People were sucked out of windows near the crash site. Soot was sucked out of chimneys, which meant that victims, alive or dead, were usually covered in soot.

S: ‘London 1945’ by Maureen Waller (John Murray, 2005).

311827.  Mon Apr 07, 2008 6:42 am Reply with quote

Did we ever use the Four-Minute Warning stuff in the last series? It’s just that I note that, when the V-2s were being launched from a suburb of The Hague, “The rocket took all of four minutes to reach its target in London.”

S: ‘London 1945’ by Maureen Waller (John Murray, 2005).

Which is another possible origin for the whole “four minute” myth?

311831.  Mon Apr 07, 2008 6:46 am Reply with quote

Yes, we did record something. Can't remember if it made the cut though.

313841.  Thu Apr 10, 2008 7:40 am Reply with quote

I know that mental illnesses aren't fair-game; not even the funny ones, but this is fascinating.

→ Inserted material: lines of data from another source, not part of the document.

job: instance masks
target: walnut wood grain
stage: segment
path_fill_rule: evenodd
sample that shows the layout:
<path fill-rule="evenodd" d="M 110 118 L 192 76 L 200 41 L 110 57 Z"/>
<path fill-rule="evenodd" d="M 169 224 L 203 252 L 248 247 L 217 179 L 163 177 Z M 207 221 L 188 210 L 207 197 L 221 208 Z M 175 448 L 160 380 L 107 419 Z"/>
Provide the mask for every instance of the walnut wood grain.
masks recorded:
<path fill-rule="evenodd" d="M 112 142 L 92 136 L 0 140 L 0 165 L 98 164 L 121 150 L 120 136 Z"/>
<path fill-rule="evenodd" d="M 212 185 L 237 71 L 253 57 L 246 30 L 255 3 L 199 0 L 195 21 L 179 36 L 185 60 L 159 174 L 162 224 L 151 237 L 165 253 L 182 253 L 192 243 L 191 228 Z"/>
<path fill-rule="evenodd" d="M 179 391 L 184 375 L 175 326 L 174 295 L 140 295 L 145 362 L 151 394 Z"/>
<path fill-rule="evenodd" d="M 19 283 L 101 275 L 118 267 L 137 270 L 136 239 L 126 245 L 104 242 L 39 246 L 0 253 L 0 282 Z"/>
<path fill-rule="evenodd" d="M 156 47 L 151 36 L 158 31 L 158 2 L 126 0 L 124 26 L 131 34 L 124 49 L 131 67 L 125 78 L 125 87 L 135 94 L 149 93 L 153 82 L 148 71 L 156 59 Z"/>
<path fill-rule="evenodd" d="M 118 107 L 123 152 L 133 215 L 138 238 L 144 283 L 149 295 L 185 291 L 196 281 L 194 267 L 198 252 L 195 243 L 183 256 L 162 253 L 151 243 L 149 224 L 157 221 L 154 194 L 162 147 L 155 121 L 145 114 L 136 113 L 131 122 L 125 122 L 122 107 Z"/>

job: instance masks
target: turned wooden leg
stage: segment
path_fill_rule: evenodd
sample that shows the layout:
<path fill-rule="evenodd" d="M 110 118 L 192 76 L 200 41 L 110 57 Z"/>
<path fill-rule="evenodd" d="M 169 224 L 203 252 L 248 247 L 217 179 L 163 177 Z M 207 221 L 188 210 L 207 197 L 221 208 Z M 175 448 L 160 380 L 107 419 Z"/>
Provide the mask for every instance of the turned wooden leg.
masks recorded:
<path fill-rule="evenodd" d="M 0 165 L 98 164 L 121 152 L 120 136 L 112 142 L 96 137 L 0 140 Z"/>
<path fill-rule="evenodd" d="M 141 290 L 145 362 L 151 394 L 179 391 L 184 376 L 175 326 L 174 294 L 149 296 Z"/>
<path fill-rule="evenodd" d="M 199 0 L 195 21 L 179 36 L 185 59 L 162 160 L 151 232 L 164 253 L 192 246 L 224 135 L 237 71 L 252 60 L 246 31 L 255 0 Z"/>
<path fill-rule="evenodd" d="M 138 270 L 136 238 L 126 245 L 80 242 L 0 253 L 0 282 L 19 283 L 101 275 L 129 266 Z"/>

Frontotemporal dementia is often misdiagnosed as Alzeimers; it is a degenerative brain disease. However some people who get the disease become incredibly creative, and become great artists or musicians.

This is because the right posterior brain (which is used in creativity) has its connections changed, altering circuits in the brain (can you tell, I don't really understand that). Supposedly, Ravel suffered an early form of this disease when he composed Balero.

Lots more here

341895.  Thu May 22, 2008 8:39 am Reply with quote

A strange thing here. A new theory as to why locusts swarm is that they're collectively attempting to escape from young cannibal locusts.

Young locusts, which cannot fly, have been seen eating other members of their group.

The new theory suggests that some other locusts start to panic.

Increasing numbers of locusts band together to try to get away from the hungry cannibals chasing behind.

They keep this momentum when they reach the adult phase of their life cycle and take to the air.